There’s another way to treat cancer that has minimal long-term effects on patients and possesses a preventative component to combat a return of an old cancer or the growth of a new tumor. A new study out of the University of Florida, published in Nature Biomedical Engineering in July 2025, brings this one step closer. 

The study was led by Elias Sayour, MD, PhD, a professor of neurosurgery and pediatrics and principal investigator of its RNA Engineering Laboratory with a multi-national group of co-authors. They found that a new type of cancer vaccine, tested in mice, helped the body’s natural defenses recognize and fight cancer, whether the vaccine was tuned to a particular animal’s cancer or not. Currently tests in both animals and humans are in progress with hopes that this off-the-shelf vaccine will be an effective treatment for cancer patients. 

Immunotherapies are cancer treatments that use the body’s own defense system to combat cancer. One common type of immunotherapy, called immune checkpoint inhibitors, works by releasing the brakes on certain cells. These brakes normally prevent these defense cells from attacking the body’s own tissues. By blocking these constraints, the treatment allows the body’s defense cells to recognize and destroy cancer cells more effectively.

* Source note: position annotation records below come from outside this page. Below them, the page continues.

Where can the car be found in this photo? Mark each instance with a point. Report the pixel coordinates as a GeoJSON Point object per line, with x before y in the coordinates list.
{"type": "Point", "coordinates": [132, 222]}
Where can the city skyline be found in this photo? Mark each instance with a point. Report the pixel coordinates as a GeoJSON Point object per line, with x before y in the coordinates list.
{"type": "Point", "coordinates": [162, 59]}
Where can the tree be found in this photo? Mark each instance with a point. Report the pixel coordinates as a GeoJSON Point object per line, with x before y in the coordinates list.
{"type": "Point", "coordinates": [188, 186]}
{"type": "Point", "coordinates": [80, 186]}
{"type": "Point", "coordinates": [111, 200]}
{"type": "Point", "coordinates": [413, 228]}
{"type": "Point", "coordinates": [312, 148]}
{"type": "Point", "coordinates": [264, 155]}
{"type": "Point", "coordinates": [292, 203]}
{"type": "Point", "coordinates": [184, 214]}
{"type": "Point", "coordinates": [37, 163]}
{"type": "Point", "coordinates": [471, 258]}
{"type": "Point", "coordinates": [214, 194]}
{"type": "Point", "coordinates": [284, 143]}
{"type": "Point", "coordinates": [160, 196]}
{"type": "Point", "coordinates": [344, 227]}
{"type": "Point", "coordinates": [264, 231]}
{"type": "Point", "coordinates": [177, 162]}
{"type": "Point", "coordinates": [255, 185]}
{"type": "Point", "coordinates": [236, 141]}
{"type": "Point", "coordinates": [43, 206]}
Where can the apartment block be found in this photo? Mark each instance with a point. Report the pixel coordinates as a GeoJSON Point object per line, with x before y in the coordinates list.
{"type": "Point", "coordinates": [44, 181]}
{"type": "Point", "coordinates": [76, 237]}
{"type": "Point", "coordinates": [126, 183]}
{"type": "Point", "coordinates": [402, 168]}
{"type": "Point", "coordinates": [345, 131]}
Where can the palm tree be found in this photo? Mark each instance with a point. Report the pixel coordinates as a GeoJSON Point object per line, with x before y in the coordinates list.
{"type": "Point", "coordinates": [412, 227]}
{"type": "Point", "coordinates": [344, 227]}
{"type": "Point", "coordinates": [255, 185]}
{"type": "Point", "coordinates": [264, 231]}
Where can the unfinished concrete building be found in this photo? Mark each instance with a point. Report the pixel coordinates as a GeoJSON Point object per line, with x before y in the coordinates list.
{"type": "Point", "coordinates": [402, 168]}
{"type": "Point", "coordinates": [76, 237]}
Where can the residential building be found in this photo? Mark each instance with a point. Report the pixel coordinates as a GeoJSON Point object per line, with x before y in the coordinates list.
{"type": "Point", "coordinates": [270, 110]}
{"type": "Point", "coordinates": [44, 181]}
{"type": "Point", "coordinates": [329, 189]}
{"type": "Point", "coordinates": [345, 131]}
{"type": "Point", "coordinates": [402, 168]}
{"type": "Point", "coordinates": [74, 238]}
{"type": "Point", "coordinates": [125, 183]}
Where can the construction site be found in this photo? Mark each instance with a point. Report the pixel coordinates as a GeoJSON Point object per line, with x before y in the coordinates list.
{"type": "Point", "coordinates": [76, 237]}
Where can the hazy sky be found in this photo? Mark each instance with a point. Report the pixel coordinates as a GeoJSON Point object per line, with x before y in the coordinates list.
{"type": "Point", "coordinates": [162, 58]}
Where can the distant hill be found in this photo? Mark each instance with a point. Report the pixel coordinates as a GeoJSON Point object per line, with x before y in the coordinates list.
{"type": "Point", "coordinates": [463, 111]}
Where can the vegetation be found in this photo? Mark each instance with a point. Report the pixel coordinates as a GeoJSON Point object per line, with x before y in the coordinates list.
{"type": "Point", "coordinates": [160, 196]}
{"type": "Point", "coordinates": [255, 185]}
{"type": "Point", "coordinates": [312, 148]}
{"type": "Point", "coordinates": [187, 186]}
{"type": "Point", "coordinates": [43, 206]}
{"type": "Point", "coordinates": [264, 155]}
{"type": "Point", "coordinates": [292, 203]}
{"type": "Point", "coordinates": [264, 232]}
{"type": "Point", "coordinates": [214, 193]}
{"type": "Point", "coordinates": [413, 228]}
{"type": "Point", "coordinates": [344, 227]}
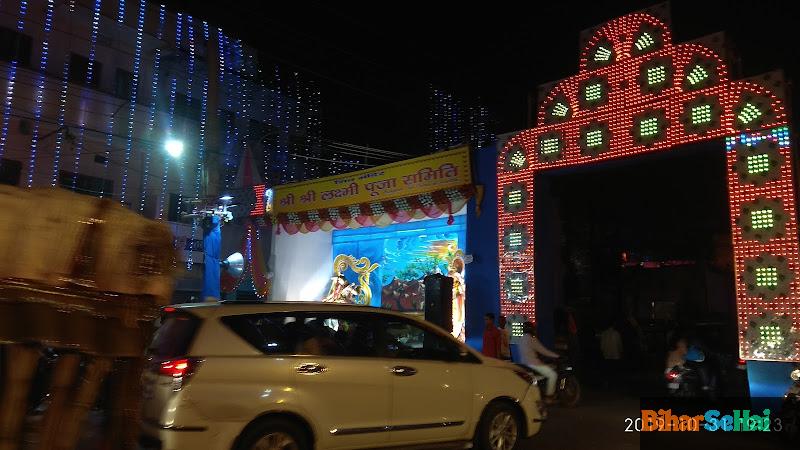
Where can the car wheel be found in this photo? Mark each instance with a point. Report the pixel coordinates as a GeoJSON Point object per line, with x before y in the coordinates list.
{"type": "Point", "coordinates": [274, 434]}
{"type": "Point", "coordinates": [499, 428]}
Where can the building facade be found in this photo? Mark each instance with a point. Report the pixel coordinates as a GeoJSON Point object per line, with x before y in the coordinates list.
{"type": "Point", "coordinates": [93, 89]}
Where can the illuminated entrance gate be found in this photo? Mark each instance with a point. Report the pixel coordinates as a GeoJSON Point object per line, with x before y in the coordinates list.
{"type": "Point", "coordinates": [637, 92]}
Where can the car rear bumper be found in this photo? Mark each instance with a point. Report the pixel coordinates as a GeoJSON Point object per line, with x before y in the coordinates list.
{"type": "Point", "coordinates": [534, 410]}
{"type": "Point", "coordinates": [157, 437]}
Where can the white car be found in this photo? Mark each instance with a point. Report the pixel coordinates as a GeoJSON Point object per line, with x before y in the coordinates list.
{"type": "Point", "coordinates": [325, 376]}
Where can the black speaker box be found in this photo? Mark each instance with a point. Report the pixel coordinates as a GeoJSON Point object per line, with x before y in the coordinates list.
{"type": "Point", "coordinates": [439, 300]}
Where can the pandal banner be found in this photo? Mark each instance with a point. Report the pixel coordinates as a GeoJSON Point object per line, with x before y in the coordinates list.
{"type": "Point", "coordinates": [439, 171]}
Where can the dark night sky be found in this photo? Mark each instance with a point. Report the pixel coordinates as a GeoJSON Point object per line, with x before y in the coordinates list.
{"type": "Point", "coordinates": [375, 60]}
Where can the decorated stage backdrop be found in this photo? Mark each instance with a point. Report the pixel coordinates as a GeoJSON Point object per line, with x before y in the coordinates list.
{"type": "Point", "coordinates": [636, 92]}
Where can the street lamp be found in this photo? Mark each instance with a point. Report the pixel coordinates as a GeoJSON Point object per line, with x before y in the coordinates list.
{"type": "Point", "coordinates": [174, 148]}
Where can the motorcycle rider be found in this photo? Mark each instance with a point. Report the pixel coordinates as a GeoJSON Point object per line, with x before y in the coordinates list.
{"type": "Point", "coordinates": [529, 350]}
{"type": "Point", "coordinates": [684, 356]}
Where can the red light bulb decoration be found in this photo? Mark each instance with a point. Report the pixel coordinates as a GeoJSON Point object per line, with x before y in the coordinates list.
{"type": "Point", "coordinates": [636, 107]}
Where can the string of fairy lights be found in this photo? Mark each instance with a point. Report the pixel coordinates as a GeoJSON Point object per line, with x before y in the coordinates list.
{"type": "Point", "coordinates": [285, 105]}
{"type": "Point", "coordinates": [40, 79]}
{"type": "Point", "coordinates": [62, 112]}
{"type": "Point", "coordinates": [95, 26]}
{"type": "Point", "coordinates": [137, 58]}
{"type": "Point", "coordinates": [7, 103]}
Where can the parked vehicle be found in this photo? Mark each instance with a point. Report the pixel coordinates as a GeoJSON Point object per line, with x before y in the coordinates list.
{"type": "Point", "coordinates": [325, 376]}
{"type": "Point", "coordinates": [697, 377]}
{"type": "Point", "coordinates": [568, 388]}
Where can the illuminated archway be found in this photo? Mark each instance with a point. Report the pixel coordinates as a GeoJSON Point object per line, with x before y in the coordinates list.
{"type": "Point", "coordinates": [636, 92]}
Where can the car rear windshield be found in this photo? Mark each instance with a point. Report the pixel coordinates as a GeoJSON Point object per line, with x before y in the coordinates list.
{"type": "Point", "coordinates": [174, 336]}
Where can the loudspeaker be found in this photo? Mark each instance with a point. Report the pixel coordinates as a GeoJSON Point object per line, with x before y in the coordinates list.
{"type": "Point", "coordinates": [439, 300]}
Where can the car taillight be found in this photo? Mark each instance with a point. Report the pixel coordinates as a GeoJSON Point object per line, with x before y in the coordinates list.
{"type": "Point", "coordinates": [525, 376]}
{"type": "Point", "coordinates": [176, 368]}
{"type": "Point", "coordinates": [673, 375]}
{"type": "Point", "coordinates": [180, 370]}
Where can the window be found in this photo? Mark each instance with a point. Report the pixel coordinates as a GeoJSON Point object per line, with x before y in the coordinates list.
{"type": "Point", "coordinates": [310, 333]}
{"type": "Point", "coordinates": [123, 84]}
{"type": "Point", "coordinates": [15, 46]}
{"type": "Point", "coordinates": [405, 339]}
{"type": "Point", "coordinates": [10, 171]}
{"type": "Point", "coordinates": [78, 68]}
{"type": "Point", "coordinates": [174, 336]}
{"type": "Point", "coordinates": [86, 184]}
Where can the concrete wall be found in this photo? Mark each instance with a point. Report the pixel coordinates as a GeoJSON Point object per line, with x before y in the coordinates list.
{"type": "Point", "coordinates": [303, 266]}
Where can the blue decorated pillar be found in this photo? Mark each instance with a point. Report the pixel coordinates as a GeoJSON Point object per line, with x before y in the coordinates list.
{"type": "Point", "coordinates": [212, 240]}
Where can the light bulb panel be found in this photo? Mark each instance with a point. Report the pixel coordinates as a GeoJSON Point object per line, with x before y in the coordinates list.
{"type": "Point", "coordinates": [762, 220]}
{"type": "Point", "coordinates": [655, 75]}
{"type": "Point", "coordinates": [701, 109]}
{"type": "Point", "coordinates": [550, 146]}
{"type": "Point", "coordinates": [648, 38]}
{"type": "Point", "coordinates": [758, 163]}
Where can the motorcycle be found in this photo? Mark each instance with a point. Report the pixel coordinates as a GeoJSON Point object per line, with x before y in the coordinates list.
{"type": "Point", "coordinates": [790, 409]}
{"type": "Point", "coordinates": [689, 379]}
{"type": "Point", "coordinates": [568, 388]}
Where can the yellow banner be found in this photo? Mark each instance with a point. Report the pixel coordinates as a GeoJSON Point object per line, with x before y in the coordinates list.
{"type": "Point", "coordinates": [400, 179]}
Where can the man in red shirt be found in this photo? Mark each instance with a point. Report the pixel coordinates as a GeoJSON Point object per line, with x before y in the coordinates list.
{"type": "Point", "coordinates": [491, 337]}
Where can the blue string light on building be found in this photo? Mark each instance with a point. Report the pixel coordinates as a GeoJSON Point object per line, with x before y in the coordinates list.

The problem is that many of the cancers that patients develop have unique ways of concealing themselves from the defense systems’ detectors. As a result, immune checkpoint inhibitors do not work well in many patients.  

“Every cancer is an orphan disease because not one cancer is identical to another,” Sayour said. “This creates a challenge when you are trying to make a treatment for all patients.” 

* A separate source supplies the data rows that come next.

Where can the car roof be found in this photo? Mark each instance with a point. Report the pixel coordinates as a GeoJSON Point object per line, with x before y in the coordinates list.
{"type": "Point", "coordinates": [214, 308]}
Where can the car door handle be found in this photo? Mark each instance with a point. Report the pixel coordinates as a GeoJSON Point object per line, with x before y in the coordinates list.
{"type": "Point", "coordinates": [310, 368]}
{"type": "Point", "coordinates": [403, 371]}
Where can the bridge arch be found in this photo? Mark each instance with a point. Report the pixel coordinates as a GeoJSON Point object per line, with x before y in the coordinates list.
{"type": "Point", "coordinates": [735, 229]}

Researchers hoped to find a way to alarm the body’s defenses, so that immunotherapy treatments like immune checkpoint inhibitors could effectively do their intended job. Sayour’s team discovered this was possible using a new type of vaccine that was developed to combat COVID-19. These vaccines used tiny pieces of genetic instructions, called mRNA, to teach the body how to recognize and respond to a threat. Although these vaccines were made to combat against the COVID pandemic, the mRNA could be altered to treat other maladies, like cancer. 

The result was a new cancer treatment in the form of a readily available vaccination which has potential to sensitize the body’s defense system to a variety of otherwise hidden cancers.  

The off-the-shelf cancer vaccine is “so exciting because it can buy time – time being the most valuable resource to a cancer patient,” Sayour said. “And as you buy that time you can keep the cancer at bay and activate the immune response, and in so doing that enables anything you do afterwards to work much better.” 

This is brand-new research, so doctors and researchers are working together to learn how to do this safely.  There are significant risks inactivating the immune response too quickly or over activating it.

This vaccine faces multiple levels and layers of clinical trials before it can be considered a viable treatment method. There is one clinical trial that is currently happening in humans, and other trials are being planned. The UF College of Veterinary Medicine is using the mRNA vaccines to treat dogs that have cancers, with their owners’ consent. Some of these cancers, like osteosarcoma, are almost identical to human cancers, and treatments are beginning to show promising results.

Other experts in the field are watching the work with cautious optimism.  “I look at the vaccines as worth evaluating,” says Wade Iams, director of the lung cancer clinical trials program at a for-profit oncology practice, Tennessee Oncology, and former clinical trials leader at Vanderbilt University Medical Center, who has overseen trials pertaining to cancer vaccines and immune checkpoint inhibitors. “I am a little more skeptical of cancer vaccines which are generalized to multiple cancers, just because of past experiences with these vaccines being failures.” 

Iams is involved in a phase III clinical trial in humans named ARTEMIA which is for another general off-the-shelf cancer vaccine, known as Tedopi. “Tedopi is showing promising results,” Iams said, “Using the vaccine after immune checkpoint inhibitors showed survival benefit compared to doing chemo immediately after immune checkpoint inhibitors.”

Findings presented in the Journal of Clinical Oncology from ATALANTE-1, a study prior to ARTEMIA, showed patients with lung cancer who had already tried other treatments lived about 11 months on average when given Tedopi, compared to seven and a half months for those who got regular chemotherapy. They also felt better and had fewer side effects. 

Tedopi’s success in human clinical trials, combined with Sayour’s early positive results, support the potential value of the off-the-shelf cancer vaccines that can work quickly and effectively. The hope is that Sayour’s vaccine, with its unique method of waking up the body’s defenses, could one day offer a new and powerful option for patients, especially those for whom time is of the utmost importance.